Expectations have been running high for new Thai horror film Alone. Not only is it the latest from the directing duo behind Shutter -- currently in the midst of a US remake, a film that I consider a minor classic of the Asian horror boom and the film that sparked the current wave of Thai horror -- but the pair actually shut down production on a pair of solo projects they had in development so that they could reunite on this picture. Those solo projects sounded quite interesting and I hope they get back to them eventually but they definitely made the right decision. Alone is quite likely the best pure horror film to come from Thailand since Shutter, with only the coming-of-age ghost story Dorm -- from the same production company, who are currently on a hot streak -- and Wisit Sasanatieng's The Unseeable challenging for the supernatural throne.

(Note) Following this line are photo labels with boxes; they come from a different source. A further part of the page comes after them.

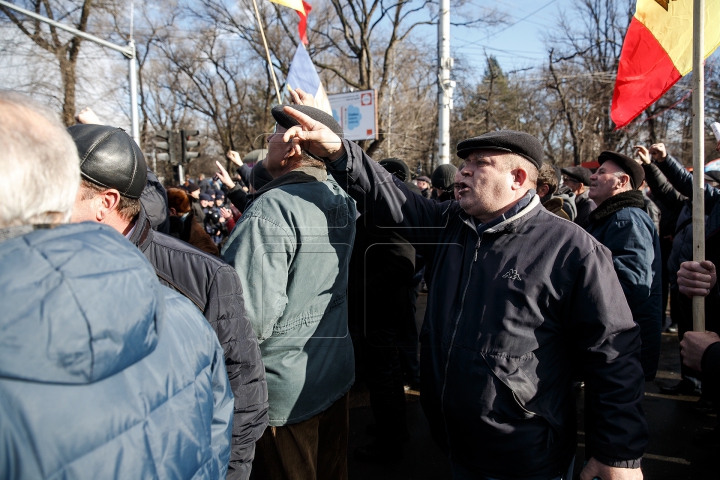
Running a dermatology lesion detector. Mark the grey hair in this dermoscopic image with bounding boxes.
[0,90,80,228]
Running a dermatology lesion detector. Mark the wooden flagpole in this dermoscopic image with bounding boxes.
[253,0,282,104]
[692,0,705,332]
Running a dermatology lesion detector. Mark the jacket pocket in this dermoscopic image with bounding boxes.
[481,353,561,447]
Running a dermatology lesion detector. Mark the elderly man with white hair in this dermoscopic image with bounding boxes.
[0,91,233,479]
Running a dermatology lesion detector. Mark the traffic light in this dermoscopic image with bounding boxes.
[155,130,177,165]
[180,130,200,163]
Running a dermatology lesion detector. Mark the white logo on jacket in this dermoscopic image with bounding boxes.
[503,268,522,280]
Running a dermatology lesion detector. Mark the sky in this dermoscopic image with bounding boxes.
[450,0,572,72]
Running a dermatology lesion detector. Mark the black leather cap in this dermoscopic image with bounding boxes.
[68,125,147,198]
[378,157,410,182]
[560,167,592,186]
[598,151,645,190]
[457,130,544,170]
[272,105,343,138]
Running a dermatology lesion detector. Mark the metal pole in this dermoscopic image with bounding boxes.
[128,40,142,148]
[438,0,455,164]
[692,0,705,332]
[253,0,282,104]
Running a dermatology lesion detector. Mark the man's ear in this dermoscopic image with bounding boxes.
[537,184,550,198]
[95,188,120,222]
[618,173,632,190]
[510,168,528,190]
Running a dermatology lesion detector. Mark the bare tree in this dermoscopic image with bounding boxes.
[0,0,107,125]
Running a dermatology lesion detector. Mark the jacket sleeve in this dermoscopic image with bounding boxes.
[225,184,248,213]
[327,140,455,254]
[204,265,268,480]
[657,155,720,213]
[210,332,233,478]
[566,245,648,468]
[222,211,296,343]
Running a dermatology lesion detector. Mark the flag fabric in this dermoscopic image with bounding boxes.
[270,0,312,45]
[285,43,332,115]
[610,0,720,128]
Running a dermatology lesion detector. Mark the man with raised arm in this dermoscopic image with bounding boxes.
[283,107,647,480]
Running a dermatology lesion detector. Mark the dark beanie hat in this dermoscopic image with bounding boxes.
[457,130,544,170]
[598,151,645,190]
[272,105,343,138]
[68,125,147,198]
[561,167,592,186]
[250,162,273,192]
[432,163,457,192]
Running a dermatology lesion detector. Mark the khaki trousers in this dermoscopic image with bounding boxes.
[252,392,350,480]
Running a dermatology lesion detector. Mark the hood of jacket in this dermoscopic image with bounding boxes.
[0,222,165,384]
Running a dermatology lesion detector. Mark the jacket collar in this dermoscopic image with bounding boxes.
[460,194,540,234]
[0,224,56,243]
[588,190,645,223]
[128,203,153,250]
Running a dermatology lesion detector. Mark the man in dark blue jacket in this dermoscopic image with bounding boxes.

We begin with a stellar premise. Pim is a young Thai woman living in Korea with her husband Wee. At her birthday a friend reads her fortune with a deck of cards and informs her that there is happy news! Something she has lost will soon return to her! But some lost things are better off staying lost, really. You see, Pim moved to Korea partially to escape the guilt of being the surviving half of a pair of conjoined twins. Her sister Ploy died after separation, a separation that Pim insisted on largely because she was in love with Wee and the guilt of choosing her husband over her sister and her sister's resulting death has plagued her ever since. Much as she would prefer to avoid it, however, Pim soon has no choice but to return to her childhood home when her mother is felled by a stroke and -- sure enough -- it isn't long before the spirit of her dead sister begins to angrily intrude upon her life.
Shutter was as successful as it was for two primary reasons. The men at the helm know a good story when they see it and they are masters at manipulating tension, so much so that they can playfully telegraph what's coming in certain scenes and still make you jump when they deliver the goods. Alone has both of these strengths in spades along with one benefit that Shutter never had. Thanks to their previous success they know have a decent budget to work with and the film looks fantastic as a result. Beautifully shot largely in a grand old mansion slowly going to seed Alone has an environment designed perfectly to bolster the story. And the story is very strong, the first half playing as a series of straight up, very effective jump scares before it moves into the real meat of the story on the back stretch. Once again the directors succeed in taking some of the basic tropes of the Asian ghost story, already well familiar to audiences, and then subverting them into something slightly different, something new and fresh. Thematically Alone shows, once again, that the duo understand that the best horror is built upon universally recognizable emotional ground, this time drawing on themes of sibling rivalry, family guilt and romantic jealousy.
There are enough minor little flaws in Alone to prevent it from jumping right up into the top tier of Asian horror titles -- one baffling moment where the diabetic Wee opts to stop for a shot of insulin rather than making his much needed escape comes leaping to mind -- but it's not far off. Not far off at all. A very, very strong sophomore effort.